Plus d’un siècle de combustion de matières fossiles et d’une utilisation inégale et non durable de l’énergie et des sols a entraîné une élévation de la température de 1,1 °C par rapport à la période préindustrielle.
Ce réchauffement se traduit par une augmentation de la fréquence et de l’intensité des phénomènes météorologiques extrêmes, qui ont des conséquences de plus en plus dangereuses pour les milieux naturels et les populations de toutes les régions du monde. Tout réchauffement supplémentaire aggrave rapidement les dangers auxquels nous sommes exposés. Une intensification des vagues de chaleur, des précipitations plus abondantes et d’autres phénomènes météorologiques extrêmes augmentent encore les risques pour la santé humaine et les écosystèmes.
Sur tous les continents, des personnes meurent par suite de chaleurs extrêmes. Selon les projections actuelles, l’insécurité alimentaire et l’insécurité de l’approvisionnement en eau s’accroîtront à mesure que la planète se réchauffera. Lorsque ces risques se conjuguent avec d’autres circonstances néfastes, telles que des pandémies ou des conflits, ils deviennent encore plus difficiles à gérer.
Remarques de l’OMM
«Le rapport reprend les conclusions de tous les rapports d’évaluation du GIEC depuis 1990. Aujourd’hui, le ton est beaucoup plus dur: les risques autrefois théoriques sont devenus une réalité. Le changement climatique est déjà visible et les problèmes humains, économiques et sociaux qu’il engendre ne cessent de croître», a déclaré le Secrétaire général de l’Organisation météorologique mondiale, M. Petteri Taalas,
«Ce rapport montre que nous nous dirigeons actuellement vers un réchauffement de 2,2 à 3,5° C. Un réchauffement de 3° C aurait un impact dramatique sur la santé humaine, la biosphère, la sécurité alimentaire et l’économie mondiale. Bon nombre de ces risques pourraient être évités si nous restions dans les limites d’un réchauffement de 1,5° C», a-t-il expliqué.
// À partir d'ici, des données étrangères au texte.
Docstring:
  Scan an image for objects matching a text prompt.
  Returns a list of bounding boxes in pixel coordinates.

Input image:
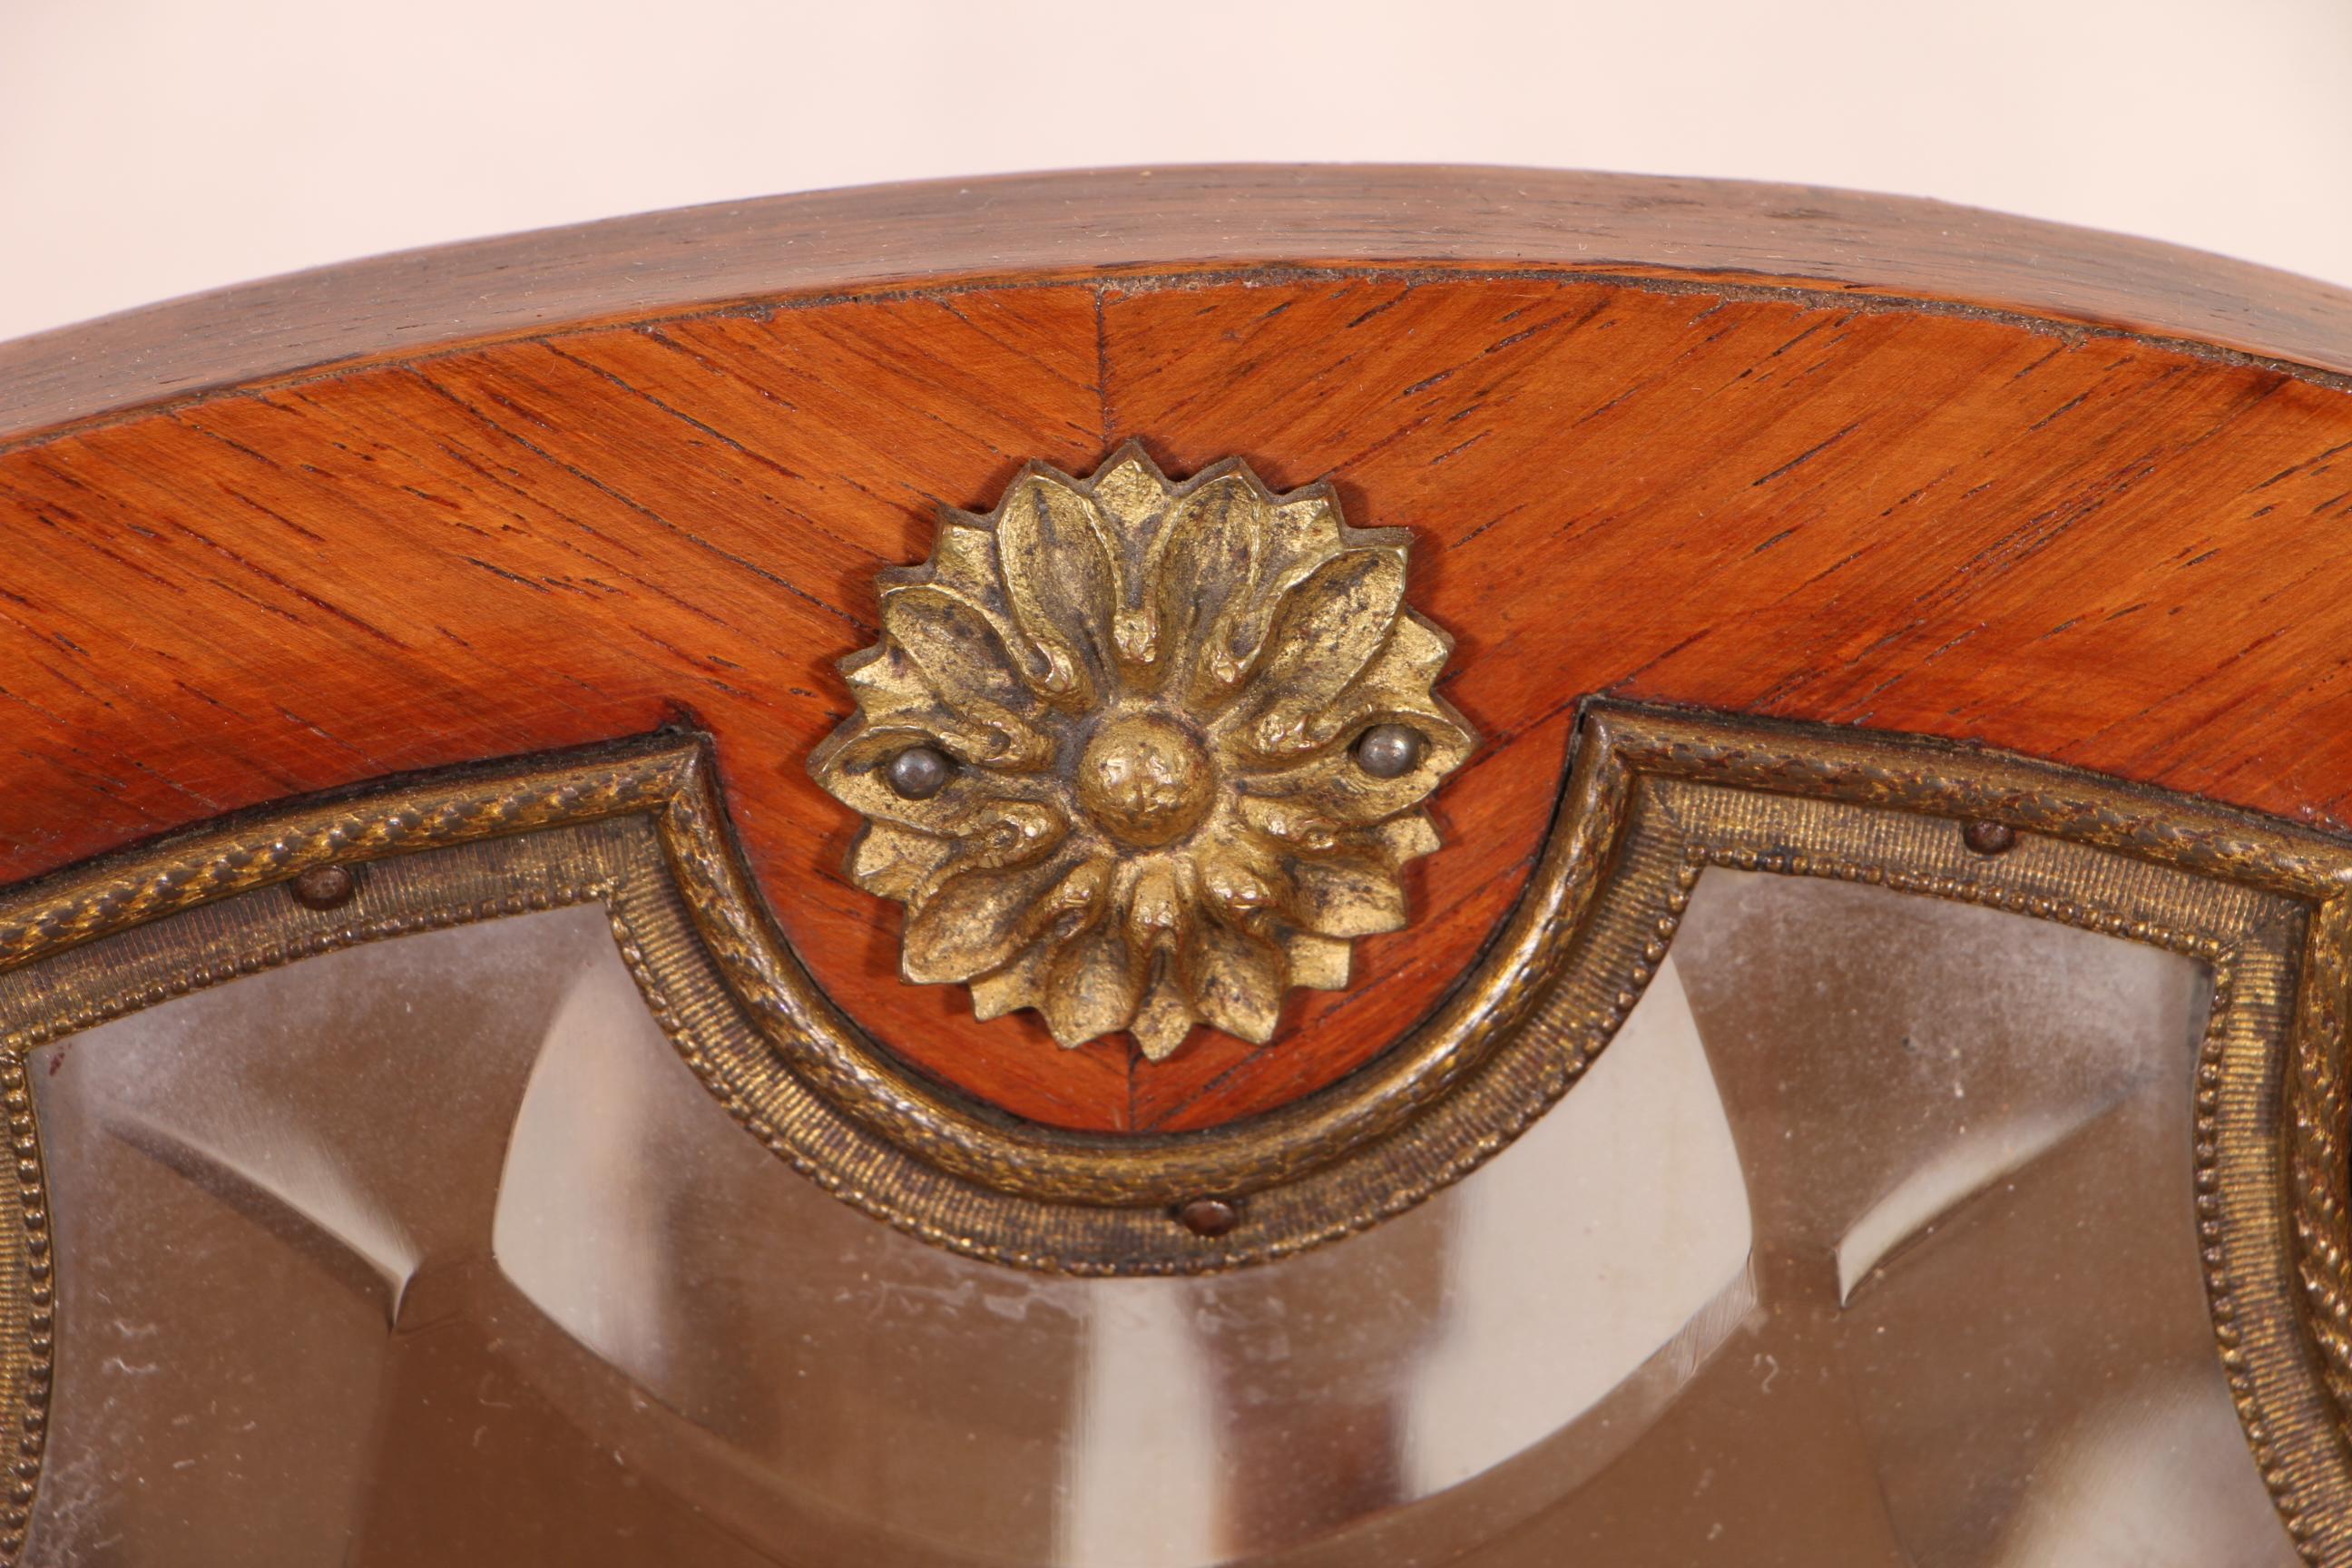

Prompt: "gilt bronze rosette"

[808,446,1475,1060]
«L’OMM publiera dans quelques semaines son rapport sur l’état du climat mondial, dans lequel nous montrerons que tous les paramètres climatiques évoluent dans la mauvaise direction: réchauffement et acidification des océans, fonte des glaciers, élévation du niveau de la mer, inondations et sécheresses, sans oublier les concentrations de dioxyde de carbone, de méthane et de protoxyde d’azote», a-t-il martelé.
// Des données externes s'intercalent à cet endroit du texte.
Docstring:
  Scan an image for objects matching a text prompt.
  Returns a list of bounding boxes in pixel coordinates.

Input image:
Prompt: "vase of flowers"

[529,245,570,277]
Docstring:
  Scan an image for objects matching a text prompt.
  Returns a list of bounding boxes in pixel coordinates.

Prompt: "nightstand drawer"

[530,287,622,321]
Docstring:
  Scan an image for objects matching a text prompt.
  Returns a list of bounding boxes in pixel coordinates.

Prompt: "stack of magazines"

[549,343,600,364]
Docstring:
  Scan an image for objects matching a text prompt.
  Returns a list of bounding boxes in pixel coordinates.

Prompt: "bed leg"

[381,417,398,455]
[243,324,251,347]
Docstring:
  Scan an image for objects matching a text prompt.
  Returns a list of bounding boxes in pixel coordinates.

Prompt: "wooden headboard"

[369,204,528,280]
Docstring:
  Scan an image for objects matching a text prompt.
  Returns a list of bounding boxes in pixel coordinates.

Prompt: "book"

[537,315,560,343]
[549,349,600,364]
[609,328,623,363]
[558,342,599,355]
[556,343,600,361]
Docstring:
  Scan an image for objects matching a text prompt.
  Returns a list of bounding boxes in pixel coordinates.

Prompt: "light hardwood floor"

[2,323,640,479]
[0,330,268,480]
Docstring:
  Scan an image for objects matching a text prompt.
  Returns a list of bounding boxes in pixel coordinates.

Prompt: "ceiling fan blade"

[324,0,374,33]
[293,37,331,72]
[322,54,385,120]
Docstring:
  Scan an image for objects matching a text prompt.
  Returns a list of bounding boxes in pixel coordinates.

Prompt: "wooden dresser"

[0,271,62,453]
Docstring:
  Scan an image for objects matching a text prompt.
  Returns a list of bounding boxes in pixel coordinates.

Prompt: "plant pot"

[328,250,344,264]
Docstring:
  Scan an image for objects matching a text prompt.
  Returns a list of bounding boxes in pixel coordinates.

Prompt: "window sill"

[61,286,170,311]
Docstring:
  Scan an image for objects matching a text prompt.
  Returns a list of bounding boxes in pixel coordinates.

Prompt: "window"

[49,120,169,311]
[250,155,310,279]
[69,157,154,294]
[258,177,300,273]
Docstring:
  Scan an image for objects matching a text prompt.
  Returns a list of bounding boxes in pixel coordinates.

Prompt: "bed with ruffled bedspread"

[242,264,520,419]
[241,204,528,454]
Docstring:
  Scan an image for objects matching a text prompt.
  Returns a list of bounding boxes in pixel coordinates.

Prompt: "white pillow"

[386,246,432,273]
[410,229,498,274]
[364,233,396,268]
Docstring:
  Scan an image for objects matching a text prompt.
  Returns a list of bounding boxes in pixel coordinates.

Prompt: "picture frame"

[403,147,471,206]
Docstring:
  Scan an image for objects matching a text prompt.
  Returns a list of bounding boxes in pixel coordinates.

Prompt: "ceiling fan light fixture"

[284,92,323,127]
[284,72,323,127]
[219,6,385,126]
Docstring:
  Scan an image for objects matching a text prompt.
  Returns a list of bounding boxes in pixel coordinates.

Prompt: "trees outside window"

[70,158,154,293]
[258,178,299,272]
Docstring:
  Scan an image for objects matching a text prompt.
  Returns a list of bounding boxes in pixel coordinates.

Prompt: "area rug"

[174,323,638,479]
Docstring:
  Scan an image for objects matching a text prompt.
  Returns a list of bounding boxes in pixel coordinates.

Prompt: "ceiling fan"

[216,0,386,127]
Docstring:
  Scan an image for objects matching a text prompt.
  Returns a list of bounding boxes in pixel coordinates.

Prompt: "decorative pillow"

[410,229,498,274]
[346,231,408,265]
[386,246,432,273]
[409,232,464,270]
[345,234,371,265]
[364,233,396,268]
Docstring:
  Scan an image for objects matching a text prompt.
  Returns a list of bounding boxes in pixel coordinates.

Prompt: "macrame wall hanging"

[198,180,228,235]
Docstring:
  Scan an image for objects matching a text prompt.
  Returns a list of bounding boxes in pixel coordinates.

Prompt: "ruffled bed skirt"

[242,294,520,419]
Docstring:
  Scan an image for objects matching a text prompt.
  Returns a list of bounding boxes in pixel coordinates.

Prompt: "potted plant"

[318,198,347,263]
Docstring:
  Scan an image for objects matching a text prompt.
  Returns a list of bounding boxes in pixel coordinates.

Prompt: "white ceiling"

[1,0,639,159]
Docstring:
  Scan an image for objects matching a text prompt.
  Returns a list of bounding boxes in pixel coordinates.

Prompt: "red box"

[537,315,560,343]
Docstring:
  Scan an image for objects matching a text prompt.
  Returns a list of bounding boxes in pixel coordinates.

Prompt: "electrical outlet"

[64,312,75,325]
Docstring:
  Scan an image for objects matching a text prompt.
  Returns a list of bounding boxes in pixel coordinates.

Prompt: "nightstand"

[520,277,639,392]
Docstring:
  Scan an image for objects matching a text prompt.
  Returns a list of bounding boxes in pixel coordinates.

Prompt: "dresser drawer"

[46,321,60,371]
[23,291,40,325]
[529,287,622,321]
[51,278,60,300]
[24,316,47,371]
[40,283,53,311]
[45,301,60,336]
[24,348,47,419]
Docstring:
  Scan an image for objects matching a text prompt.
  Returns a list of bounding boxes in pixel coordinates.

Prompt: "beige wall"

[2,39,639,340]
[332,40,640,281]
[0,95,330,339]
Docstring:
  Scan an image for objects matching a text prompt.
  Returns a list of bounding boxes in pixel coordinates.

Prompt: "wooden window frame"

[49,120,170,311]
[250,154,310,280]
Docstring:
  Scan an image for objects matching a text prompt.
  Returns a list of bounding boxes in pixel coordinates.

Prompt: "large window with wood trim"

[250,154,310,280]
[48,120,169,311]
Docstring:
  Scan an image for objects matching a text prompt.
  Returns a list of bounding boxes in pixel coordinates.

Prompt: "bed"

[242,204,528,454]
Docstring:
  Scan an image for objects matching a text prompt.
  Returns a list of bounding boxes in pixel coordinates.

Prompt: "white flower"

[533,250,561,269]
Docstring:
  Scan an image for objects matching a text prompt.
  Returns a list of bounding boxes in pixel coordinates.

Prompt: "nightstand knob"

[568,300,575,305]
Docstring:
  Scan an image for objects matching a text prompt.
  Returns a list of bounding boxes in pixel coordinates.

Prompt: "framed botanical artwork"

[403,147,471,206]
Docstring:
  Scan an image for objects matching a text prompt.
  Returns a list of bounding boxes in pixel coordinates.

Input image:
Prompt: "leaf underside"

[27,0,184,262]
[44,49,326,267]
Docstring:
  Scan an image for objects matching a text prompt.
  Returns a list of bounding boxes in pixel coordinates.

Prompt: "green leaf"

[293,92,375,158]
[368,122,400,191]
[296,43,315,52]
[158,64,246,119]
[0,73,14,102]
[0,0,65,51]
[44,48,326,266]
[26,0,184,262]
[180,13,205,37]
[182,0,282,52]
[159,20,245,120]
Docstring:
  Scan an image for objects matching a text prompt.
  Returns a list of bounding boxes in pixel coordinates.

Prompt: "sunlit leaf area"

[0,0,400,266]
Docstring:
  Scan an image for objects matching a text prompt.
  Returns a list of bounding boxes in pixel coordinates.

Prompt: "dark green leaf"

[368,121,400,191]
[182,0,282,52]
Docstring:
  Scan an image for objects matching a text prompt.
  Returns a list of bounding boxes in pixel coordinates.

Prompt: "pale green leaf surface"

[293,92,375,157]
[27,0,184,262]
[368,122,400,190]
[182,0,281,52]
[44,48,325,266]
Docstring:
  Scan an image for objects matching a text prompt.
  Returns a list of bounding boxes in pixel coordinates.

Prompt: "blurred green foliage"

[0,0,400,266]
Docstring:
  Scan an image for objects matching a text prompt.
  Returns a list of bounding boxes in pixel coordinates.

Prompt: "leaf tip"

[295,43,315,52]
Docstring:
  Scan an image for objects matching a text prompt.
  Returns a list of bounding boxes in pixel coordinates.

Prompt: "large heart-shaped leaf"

L’autre message clé du GIEC est qu’il est beaucoup plus rationnel de limiter le changement climatique que de ne rien faire ou d’en affronter les conséquences. La bonne nouvelle, c’est que nous disposons de moyens économiquement et techniquement intéressants pour limiter le réchauffement à 1,5° C. La transition est également une excellente occasion de créer de nouvelles entreprises et de réaliser des économies.
«Tout en luttant contre le changement climatique, nous devons intensifier l’adaptation à ses effets. Les systèmes d’alerte précoce constituent un outil d’adaptation rentable et efficace, et c’est la raison pour laquelle l’OMM accorde la priorité aux alertes précoces pour tous d’ici à 2027», a-t-il poursuivi.
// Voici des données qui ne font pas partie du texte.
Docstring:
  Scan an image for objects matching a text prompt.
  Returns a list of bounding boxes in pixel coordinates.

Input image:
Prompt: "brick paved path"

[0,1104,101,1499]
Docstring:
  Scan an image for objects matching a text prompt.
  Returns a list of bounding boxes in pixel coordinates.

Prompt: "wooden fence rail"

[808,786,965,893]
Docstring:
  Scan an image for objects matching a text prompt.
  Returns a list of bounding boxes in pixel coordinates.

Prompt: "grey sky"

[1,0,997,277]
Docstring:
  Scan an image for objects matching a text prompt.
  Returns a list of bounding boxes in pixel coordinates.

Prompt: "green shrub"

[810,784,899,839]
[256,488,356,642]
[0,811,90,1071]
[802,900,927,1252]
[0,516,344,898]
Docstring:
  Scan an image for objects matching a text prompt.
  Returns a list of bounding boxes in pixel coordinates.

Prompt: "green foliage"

Pertes et préjudices au premier plan
Le rapport du GIEC a été approuvé lors d’une session d’une semaine à Interlaken. Il met en exergue les pertes et les préjudices que nous subissons déjà et qui perdureront à l’avenir, pour frapper sans pitié les personnes et les écosystèmes les plus vulnérables. En prenant aujourd’hui les mesures qui s’imposent, nous ouvrirons la voie aux transformations profondes indispensables à l’avènement d’un monde durable et équitable.
«L’instauration d’une justice climatique est essentielle, car les populations qui contribuent le moins au changement climatique en subissent des conséquences disproportionnées», a déclaré Mme Aditi Mukherji, au nombre des 93 auteurs du Rapport de synthèse.
«Près de la moitié de la population mondiale vit dans des régions extrêmement vulnérables au changement climatique. Au cours de la dernière décennie, les décès dus à des inondations, des sécheresses et des tempêtes ont été 15 fois plus nombreux dans les régions très vulnérables», a-t-elle ajouté.
Au cours de la présente décennie, nous devons renforcer de toute urgence les mesures d’adaptation au changement climatique pour qu’elles puissent enfin répondre aux besoins. Par ailleurs, il ne sera pas possible de limiter le réchauffement à 1,5 °C au‑dessus des niveaux préindustriels sans une réduction radicale, rapide et durable des émissions de gaz à effet de serre dans tous les secteurs.
Les émissions devraient déjà être en train de diminuer et il faut les réduire de près de moitié d’ici 2030, si l’on veut limiter le réchauffement à 1,5 °C. La solution réside dans un développement qui résiste au changement climatique.
Il s’agit d’intégrer les mesures d’adaptation au changement climatique et les mesures permettant de réduire ou d’éviter les émissions de gaz à effet de serre, en optant pour des méthodes qui nous offrent d’autres avantages.
Par exemple, l’accès à des énergies et technologies propres est favorable à la santé, en particulier pour les femmes et les enfants. De même, l’électrification à faible émission de carbone ainsi que les déplacements à pied, à bicyclette et en transport public assainissent l’air, améliorent la santé, créent des emplois et favorisent l’équité.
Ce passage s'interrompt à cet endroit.